Questo è il percorso che Donald Trump sta
compiendo, la strada che il Gps degli umori velenosi del nostro tempo
gli indica e che potrebbe condurlo diritto alla Casa Bianca.
Chiunque,
anche un Farage, anche un Boris Johnson, anche una LePen, anche un
Hofer, anche un Putin, anche giovani, simpatiche sindache paracadutate
alla guida di città ingovernabili, e dunque anche un Trump, sembra a
molti migliore di chi governa al momento. Una metà della cittadinanza
vota non “per” qualcuno, ma contro, per dare una lezione, per
testimoniare la propria disperazione, per “provare”.
La forza di
Trump è precisamente la voglia di chi è pronto a saltare da un edificio
in fiamme, pur di sfuggire al presente, che in America sichiama Hillary
Clinton.

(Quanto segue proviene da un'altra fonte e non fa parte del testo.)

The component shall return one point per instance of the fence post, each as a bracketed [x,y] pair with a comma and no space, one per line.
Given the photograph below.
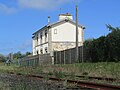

Non è tanto l’innamoramento per “The Donald”, quanto l’allergia
all’establishment incarnato da lei e che anche Bernie Sanders aveva
intercettato. Lei è vista dai Trumpistas, e dai Sanderistas, come
l’erede e la rappresentante del potere in atto e come la campionessa di
forze estranee, di stranieri — la finanza, le banche, le grandi aziende,
le istituzioni sovranazionali, “loro” — che si sono impadroniti della
nostra bella, pura, violata e mutilata Patria. «Io sono americano, noi
siamo americani, ah, americani, americani, come vi voglio bene
americani» ha ripetuto e intonato Trump nel suo ultimo discorso sul
suolo americano prima di partire per la “Terra Madre”, le isole
britanniche, «e io rifarò grande l’America, restituendole la sovranità»,
come se gli Usa fossero colonia e non, semmai, colonizzatori. Non è
dunque un programma politico razionale, è un grido di disperazione
identitaria che sempre, nei momenti di sbandamento e di polarizzazione
velenosa, gli incantatori lanciano. Sapendo che niente è più efficace,
per chi si sente smarrito, reso anonimo dal tempo in cui vive, del
messaggio fondamentale del nazionalismo: la rassicurante certezza che i
nostri guai siano sempre colpa di altri.